The insurance sector in India might have penetrated at large today. According to a report, the overall penetration of insurance is 3.7% in the current fiscal year in India. Due to the growth of the insurance sector, there has been multiple introduction of products in the market. However, the insurance industry can be broadly categorised into traditional life insurance policies and non-traditional insurance plans. Although there are diverse policies to choose from, many of you might turn towards a ULIP plan from the non-traditional category and a traditional life plan as a whole.

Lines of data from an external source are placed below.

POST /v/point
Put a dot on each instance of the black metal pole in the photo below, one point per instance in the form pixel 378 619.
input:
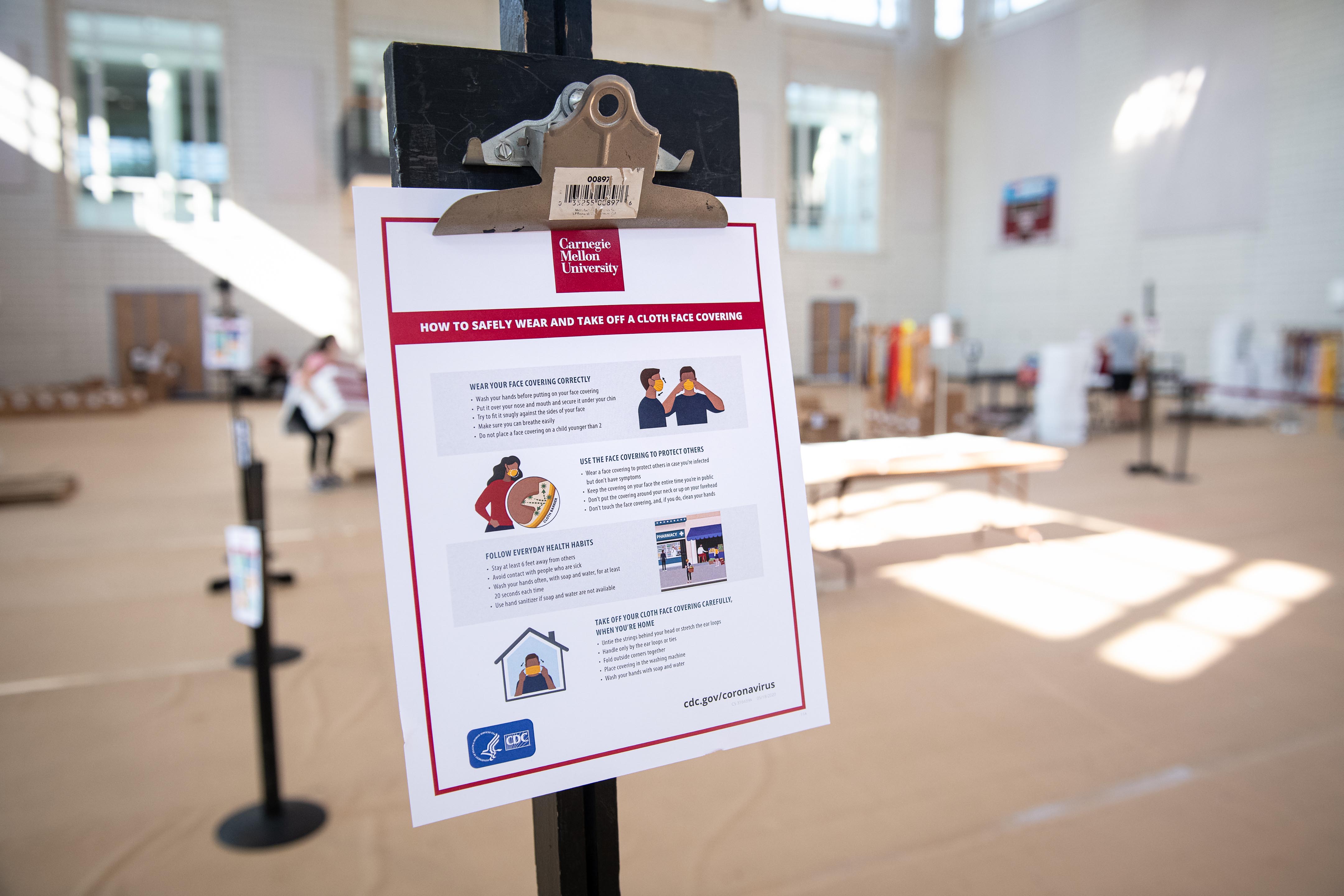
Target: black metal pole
pixel 275 821
pixel 576 842
pixel 253 488
pixel 574 832
pixel 1187 421
pixel 1146 425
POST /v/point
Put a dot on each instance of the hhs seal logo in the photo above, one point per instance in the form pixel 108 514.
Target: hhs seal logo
pixel 501 743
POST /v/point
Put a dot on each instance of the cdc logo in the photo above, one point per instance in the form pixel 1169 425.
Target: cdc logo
pixel 501 743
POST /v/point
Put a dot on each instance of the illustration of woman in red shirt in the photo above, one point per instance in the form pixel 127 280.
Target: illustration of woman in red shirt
pixel 491 504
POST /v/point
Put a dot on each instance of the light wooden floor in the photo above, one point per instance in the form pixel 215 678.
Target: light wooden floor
pixel 1002 749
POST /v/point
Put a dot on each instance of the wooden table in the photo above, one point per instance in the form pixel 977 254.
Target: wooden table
pixel 843 463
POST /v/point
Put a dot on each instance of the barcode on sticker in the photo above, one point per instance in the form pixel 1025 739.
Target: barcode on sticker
pixel 597 193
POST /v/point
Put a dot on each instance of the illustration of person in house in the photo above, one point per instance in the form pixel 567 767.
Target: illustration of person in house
pixel 534 678
pixel 533 665
pixel 491 504
pixel 693 402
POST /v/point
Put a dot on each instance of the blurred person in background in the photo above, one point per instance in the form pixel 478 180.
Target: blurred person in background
pixel 1122 347
pixel 327 351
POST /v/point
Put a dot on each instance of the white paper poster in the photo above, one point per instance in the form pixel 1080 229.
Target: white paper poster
pixel 593 516
pixel 242 547
pixel 226 343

Before you make a selection between the two, let’s first understand what a ULIP plan is in detail:
A ULIP plan can be a unique financial product, which can combine the benefits of the following under a single integrated plan:
Under ULIP insurance, you can safeguard the future of your loved ones in your absence. After your demise, a ULIP plan can provide a monetary pay-out called death benefit. Since a ULIP policy can provide a life cover, you should regularly pay the premium in return for the coverage.
A ULIP policy can be a long-term investment. Since it has a lock-in period of five years, you can build a substantial corpus for a secure future. If you want to accumulate wealth, you should invest in a ULIP policy at a young age. Since you have enough time in your hands, you can generate a larger corpus by the time you retire.

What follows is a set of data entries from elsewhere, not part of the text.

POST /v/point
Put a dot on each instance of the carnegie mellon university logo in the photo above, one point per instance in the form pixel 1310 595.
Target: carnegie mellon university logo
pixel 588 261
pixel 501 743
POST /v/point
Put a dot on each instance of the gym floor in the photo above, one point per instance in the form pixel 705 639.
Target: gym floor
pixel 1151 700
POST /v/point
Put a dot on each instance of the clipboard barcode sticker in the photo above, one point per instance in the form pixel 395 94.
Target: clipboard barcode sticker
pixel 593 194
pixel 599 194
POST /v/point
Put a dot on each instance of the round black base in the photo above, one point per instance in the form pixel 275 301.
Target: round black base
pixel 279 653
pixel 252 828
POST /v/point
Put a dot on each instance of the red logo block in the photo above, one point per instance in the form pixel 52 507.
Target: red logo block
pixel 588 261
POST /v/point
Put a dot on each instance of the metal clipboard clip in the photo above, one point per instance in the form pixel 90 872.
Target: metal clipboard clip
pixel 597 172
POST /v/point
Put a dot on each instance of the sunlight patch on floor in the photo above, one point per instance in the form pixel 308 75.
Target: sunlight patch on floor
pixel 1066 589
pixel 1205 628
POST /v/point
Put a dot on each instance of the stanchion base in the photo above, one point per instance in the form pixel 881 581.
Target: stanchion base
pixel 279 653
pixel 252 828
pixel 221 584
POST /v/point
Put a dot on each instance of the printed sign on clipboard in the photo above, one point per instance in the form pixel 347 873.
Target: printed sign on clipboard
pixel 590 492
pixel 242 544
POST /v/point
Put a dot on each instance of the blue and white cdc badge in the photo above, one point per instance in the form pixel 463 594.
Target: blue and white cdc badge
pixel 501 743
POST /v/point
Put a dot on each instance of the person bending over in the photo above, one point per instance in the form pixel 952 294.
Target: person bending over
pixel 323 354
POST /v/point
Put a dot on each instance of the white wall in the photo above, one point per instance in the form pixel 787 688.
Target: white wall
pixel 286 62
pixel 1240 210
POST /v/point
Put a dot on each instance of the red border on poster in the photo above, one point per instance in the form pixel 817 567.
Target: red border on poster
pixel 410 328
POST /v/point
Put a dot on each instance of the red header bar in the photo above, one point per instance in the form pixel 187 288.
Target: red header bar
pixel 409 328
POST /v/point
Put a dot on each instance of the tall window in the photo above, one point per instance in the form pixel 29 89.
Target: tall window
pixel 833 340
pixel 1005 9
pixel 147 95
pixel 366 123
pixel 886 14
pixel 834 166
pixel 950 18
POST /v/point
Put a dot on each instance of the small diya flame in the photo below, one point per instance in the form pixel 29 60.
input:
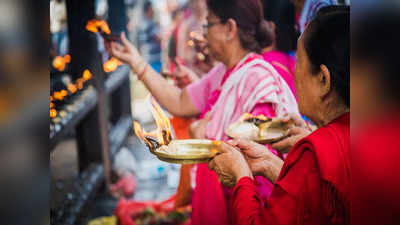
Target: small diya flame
pixel 111 64
pixel 60 62
pixel 57 95
pixel 53 113
pixel 72 88
pixel 163 123
pixel 94 25
pixel 87 75
pixel 160 136
pixel 79 83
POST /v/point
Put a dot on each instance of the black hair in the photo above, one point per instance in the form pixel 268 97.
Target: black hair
pixel 375 42
pixel 146 6
pixel 253 30
pixel 282 13
pixel 327 42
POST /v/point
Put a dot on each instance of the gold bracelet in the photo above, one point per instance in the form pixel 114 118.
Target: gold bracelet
pixel 141 75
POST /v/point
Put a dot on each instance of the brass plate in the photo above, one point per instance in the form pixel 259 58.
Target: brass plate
pixel 264 140
pixel 189 151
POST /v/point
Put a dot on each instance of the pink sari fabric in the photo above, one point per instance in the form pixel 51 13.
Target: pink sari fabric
pixel 284 64
pixel 210 199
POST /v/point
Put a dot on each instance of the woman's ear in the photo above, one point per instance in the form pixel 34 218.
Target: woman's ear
pixel 232 29
pixel 325 80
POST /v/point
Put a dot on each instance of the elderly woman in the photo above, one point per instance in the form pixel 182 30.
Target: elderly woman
pixel 312 186
pixel 243 83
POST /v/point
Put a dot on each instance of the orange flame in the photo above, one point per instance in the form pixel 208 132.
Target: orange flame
pixel 111 65
pixel 53 113
pixel 60 62
pixel 79 83
pixel 94 25
pixel 72 88
pixel 87 75
pixel 64 93
pixel 247 116
pixel 163 123
pixel 67 58
pixel 58 96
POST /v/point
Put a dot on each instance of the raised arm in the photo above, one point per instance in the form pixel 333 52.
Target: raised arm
pixel 176 101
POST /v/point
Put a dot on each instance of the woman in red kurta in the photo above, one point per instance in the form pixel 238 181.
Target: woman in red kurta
pixel 312 186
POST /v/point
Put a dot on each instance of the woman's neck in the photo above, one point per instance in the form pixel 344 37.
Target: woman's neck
pixel 234 57
pixel 269 49
pixel 331 112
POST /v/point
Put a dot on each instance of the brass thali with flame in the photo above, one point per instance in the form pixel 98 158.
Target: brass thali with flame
pixel 260 129
pixel 160 143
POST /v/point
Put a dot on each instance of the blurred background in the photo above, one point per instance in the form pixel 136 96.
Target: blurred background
pixel 46 163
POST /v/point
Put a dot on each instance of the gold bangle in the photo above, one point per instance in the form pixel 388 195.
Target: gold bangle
pixel 141 75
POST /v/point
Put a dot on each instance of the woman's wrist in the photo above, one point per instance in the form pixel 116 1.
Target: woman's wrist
pixel 272 169
pixel 243 172
pixel 138 65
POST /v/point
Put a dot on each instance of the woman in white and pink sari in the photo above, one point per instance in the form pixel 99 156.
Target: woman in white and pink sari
pixel 242 82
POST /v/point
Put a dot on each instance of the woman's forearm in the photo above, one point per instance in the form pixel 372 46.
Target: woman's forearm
pixel 272 168
pixel 176 101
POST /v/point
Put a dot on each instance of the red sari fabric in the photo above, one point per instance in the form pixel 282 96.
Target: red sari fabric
pixel 313 186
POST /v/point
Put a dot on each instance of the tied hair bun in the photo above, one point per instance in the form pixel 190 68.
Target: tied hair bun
pixel 264 34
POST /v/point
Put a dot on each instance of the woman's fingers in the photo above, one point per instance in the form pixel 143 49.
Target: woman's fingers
pixel 125 41
pixel 225 148
pixel 284 145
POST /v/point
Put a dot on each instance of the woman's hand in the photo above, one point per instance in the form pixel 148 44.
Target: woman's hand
pixel 126 53
pixel 184 75
pixel 299 130
pixel 198 128
pixel 260 160
pixel 230 165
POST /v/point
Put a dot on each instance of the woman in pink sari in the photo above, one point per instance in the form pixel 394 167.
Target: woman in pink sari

Now that you have understood the dual-benefits of a ULIP policy, let’s proceed further to learn what a traditional life insurance is in detail:
Traditional life insurance can be pure protection plans with the primary aim of family security. The primary idea of the formulation of traditional life insurance can be to provide death pay-out to your loved ones when you are not around for them. Under traditional life insurance, you can find the following types:
As the name suggests, term insurance can offer a financial coverage for a specific duration.
A whole life policy can cover your beneficiaries for a long duration until the age of 99-100 years.
An endowment plan is a combination of savings and insurance.
A ULIP plan and traditional life insurance are two broad concepts of the life insurance sector in India. Since both these plans can hold importance in your life, you should understand which policy is appropriate for you. Therefore, you should begin by first knowing the difference between a ULIP policy and traditional life insurance. Let’s go through the following distinctions between both these policies in detail:
|Unit Linked Insurance Plan (ULIP)||Traditional Life Insurance|
|The primary objective of a ULIP plan can be to offer financial protection to your family as well as ensure your active participation in the capital markets||The primary object of traditional life insurance can be to provide coverage against unfortunate events such as death, physical disability, critical illness, and so forth.|
|The ULIP returns can depend on the market performance, risk appetite, and the selected fund||Returns are fixed|
|As a policyholder, you can choose the type of funds and premium payment mode based on your preference||As a policyholder, you might not receive flexibility since it does not contain an investment factor|
|The ULIP tax benefits can allow you to reduce your tax liability in accordance with Section 80C and Section 10(10D) of Income Tax Act, 1961||Under traditional life insurance, you can save your taxes according to the guidelines of Section 80C of the Income Tax Act, 1961|
Although the key differences between a ULIP plan and traditional life insurance can be clear, you might be unable to understand which policy can be suitable for you. As a policyholder, you should purchase an insurance policy based on your needs. Before you buy either of the two policies, let’s understand which policy is better for you:
A ULIP plan can be suitable for you if you are looking forward to investing rigorously as well meeting the life goals of your loved ones. Since a ULIP policy is a mix of investment and insurance, your insurance as well as investment needs can be taken care of effortlessly under a ULIP plan. Although a ULIP policy is a market-linked product, you can diversify your investment portfolio as well as protect your invested capital from market volatility.
On the other hand, traditional life insurance has been a part of the insurance market for a long time. The protection benefits under a traditional life policy can allow you to secure your family as well as leave behind a legacy for them.
In a nutshell, the ideologies behind a ULIP policy and traditional life insurance can be different from one other. Although both these policies can provide you with many benefits, you should evaluate your financial needs and investment goals before you choose between the two. Moreover, select a reputable insurance company that can provide you maximum coverage at an affordable rate.